He said there will be strong incentive to grow special crops which are high yielding and high value relative to traditional cereal grains and oilseeds.
But Adolphe said farmers must remember that unlike wheat, Canada dominates world trade in a number of special crops, which means any changes in acreage and production here can have a dramatic influence on world prices.
Once freight rates go up, crops with a high value per tonne, like lentils, canary seed, mustard and peas, may produce a better net return on paper than more traditional cereals and oilseeds.
Advantage disappears
But if too many farmers make the switch at once, that advantage could disappear.
“I can see overproduction, prices falling, people getting out of production, prices going up.
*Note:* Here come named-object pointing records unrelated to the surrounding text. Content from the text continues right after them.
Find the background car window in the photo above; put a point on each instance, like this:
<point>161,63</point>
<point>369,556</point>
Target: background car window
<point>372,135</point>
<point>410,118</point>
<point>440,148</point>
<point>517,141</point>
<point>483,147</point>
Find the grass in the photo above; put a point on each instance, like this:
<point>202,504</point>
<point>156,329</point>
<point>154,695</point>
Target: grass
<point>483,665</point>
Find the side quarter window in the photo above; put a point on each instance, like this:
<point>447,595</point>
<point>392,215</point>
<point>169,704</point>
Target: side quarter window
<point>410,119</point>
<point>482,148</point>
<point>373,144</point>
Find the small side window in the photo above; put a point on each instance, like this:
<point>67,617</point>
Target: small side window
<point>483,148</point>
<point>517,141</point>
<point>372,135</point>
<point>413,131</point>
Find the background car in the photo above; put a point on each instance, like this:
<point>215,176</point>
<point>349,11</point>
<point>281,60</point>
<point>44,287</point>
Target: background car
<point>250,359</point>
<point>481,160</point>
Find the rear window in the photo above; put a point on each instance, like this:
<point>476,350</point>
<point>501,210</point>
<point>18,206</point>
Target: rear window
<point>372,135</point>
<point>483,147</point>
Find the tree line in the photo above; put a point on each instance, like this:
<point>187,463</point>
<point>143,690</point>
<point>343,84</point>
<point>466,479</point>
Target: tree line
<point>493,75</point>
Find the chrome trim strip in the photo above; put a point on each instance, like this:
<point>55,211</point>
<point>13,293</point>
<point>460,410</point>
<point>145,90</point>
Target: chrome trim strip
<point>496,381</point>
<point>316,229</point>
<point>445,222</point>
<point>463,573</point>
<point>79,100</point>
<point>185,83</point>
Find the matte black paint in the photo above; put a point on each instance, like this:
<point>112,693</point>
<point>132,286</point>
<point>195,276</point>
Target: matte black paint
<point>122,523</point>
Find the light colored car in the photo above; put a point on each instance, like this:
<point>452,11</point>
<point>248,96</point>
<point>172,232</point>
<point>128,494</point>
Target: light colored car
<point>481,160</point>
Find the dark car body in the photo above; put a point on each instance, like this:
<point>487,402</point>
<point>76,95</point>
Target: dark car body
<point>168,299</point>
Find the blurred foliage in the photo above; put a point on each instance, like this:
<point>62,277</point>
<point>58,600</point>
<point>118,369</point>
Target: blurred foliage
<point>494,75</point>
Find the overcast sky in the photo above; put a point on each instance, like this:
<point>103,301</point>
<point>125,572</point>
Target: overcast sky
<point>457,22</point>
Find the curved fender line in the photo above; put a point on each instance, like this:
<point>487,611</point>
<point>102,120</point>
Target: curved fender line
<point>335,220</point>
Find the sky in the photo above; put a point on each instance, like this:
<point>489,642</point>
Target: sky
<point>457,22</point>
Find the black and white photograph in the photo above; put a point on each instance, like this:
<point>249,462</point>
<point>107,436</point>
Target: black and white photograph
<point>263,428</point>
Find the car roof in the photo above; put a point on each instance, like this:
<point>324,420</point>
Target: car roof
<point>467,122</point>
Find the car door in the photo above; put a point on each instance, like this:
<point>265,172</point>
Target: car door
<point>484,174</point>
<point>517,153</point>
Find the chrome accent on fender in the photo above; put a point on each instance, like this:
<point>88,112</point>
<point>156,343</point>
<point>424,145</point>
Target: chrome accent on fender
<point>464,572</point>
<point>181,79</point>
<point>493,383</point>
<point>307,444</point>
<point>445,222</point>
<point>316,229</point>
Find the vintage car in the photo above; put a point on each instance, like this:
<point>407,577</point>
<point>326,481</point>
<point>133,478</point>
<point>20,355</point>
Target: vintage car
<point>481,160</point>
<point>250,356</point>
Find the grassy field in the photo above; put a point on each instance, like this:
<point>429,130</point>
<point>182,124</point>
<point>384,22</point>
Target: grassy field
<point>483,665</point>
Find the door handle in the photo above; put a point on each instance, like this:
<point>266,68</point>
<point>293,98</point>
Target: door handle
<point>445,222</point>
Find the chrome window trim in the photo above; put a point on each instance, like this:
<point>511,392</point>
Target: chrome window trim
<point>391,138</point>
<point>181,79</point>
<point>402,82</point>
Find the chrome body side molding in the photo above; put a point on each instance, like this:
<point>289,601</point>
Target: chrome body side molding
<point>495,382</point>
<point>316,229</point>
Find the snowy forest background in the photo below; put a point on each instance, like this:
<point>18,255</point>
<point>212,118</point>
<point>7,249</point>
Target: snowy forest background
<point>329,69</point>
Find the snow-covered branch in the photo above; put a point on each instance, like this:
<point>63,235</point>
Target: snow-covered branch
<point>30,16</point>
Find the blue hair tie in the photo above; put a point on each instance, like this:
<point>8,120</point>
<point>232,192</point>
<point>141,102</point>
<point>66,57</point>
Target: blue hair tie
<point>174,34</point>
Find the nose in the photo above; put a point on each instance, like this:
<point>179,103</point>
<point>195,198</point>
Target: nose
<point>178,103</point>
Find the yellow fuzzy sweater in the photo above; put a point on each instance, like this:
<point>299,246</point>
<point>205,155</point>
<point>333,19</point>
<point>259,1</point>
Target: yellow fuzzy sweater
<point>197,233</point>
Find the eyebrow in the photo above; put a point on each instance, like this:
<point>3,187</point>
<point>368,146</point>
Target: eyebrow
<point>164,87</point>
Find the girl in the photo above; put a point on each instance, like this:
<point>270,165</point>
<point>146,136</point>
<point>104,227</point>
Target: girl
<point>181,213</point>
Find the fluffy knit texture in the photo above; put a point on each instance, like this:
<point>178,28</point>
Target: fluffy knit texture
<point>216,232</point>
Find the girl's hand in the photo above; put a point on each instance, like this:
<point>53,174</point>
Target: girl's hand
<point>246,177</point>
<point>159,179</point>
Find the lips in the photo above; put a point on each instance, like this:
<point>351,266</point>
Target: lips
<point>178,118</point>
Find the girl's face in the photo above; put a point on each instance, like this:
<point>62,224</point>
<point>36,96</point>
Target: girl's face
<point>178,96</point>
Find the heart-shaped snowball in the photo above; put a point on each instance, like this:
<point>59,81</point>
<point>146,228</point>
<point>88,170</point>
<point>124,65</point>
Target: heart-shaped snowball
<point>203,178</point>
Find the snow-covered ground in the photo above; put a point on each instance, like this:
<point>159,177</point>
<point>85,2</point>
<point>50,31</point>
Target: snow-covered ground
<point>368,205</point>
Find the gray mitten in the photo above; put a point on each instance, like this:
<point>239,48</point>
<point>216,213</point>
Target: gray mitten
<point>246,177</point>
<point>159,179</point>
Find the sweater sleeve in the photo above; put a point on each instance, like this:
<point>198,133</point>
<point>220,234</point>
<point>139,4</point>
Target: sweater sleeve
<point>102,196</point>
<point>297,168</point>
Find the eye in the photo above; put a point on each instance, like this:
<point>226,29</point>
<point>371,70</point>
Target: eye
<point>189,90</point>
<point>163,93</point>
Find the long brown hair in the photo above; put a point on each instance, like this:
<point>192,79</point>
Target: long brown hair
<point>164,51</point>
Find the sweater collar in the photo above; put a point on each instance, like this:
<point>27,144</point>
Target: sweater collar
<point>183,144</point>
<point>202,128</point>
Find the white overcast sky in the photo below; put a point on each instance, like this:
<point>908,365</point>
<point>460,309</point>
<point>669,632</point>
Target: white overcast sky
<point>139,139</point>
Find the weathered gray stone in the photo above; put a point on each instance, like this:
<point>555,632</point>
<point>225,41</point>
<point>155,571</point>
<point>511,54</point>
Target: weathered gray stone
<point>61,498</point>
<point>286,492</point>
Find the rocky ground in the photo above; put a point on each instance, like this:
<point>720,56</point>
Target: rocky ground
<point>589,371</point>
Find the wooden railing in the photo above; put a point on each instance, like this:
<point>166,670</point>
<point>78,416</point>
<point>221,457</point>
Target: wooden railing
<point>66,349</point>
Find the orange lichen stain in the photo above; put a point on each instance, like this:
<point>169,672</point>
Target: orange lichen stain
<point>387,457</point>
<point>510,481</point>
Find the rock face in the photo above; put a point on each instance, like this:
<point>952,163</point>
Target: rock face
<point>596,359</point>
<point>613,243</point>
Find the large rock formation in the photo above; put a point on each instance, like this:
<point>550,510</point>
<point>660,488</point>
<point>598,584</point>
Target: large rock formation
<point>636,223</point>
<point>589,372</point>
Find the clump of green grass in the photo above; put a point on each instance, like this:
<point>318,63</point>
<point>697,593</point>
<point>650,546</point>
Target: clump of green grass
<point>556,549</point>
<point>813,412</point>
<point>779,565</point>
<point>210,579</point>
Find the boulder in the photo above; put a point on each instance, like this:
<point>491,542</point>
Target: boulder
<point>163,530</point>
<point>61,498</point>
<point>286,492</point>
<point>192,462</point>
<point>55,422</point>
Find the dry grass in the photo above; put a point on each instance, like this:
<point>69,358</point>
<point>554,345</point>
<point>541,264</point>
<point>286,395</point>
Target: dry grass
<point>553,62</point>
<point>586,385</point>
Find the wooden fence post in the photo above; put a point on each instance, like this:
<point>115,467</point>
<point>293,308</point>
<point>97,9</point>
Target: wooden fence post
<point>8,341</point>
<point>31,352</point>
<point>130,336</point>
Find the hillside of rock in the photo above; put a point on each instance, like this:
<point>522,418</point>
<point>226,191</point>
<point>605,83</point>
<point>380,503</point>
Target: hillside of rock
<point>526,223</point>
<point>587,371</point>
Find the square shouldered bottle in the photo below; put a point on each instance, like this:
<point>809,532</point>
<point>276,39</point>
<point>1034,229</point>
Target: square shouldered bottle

I can see the volatility and all that does is increase the risk to the producer and to the grain trade.”
Adolphe added there is also a potential benefit from being the dominant player in world trade of a specific commodity. The exporter may be able to pass on a good portion of the additional freight cost to the customer in the form of higher prices. But that could encourage even more farmers to start growing the crop, increasing the market volatility.
Figures presented to the conference by Mike Pylypchuk of Saskatchewan Agriculture showed how tempting it will be for farmers to switch from traditional cereals to special crops after the Crow ends.
Different mix of crops
Among the major grains, the new freight regime could result in a different crop mix, said Pylypchuk.
In northeastern Saskatchewan, the total freight bill in 1995-96 (using preliminary freight rate figures) will range from $12.15 per seeded acre on flax and $18.17 on canola to $28.67 on wheat and $38.29 on feed barley.
Adolphe also cautioned against putting too much stock in predictions that the negative impact of higher freight rates will be offset by a boom in processing on
the Prairies.
“We can expand production quicker than we can expand markets,” he said. “That means we’ll be depressing prices and the cycle I was talking about earlier develops again.”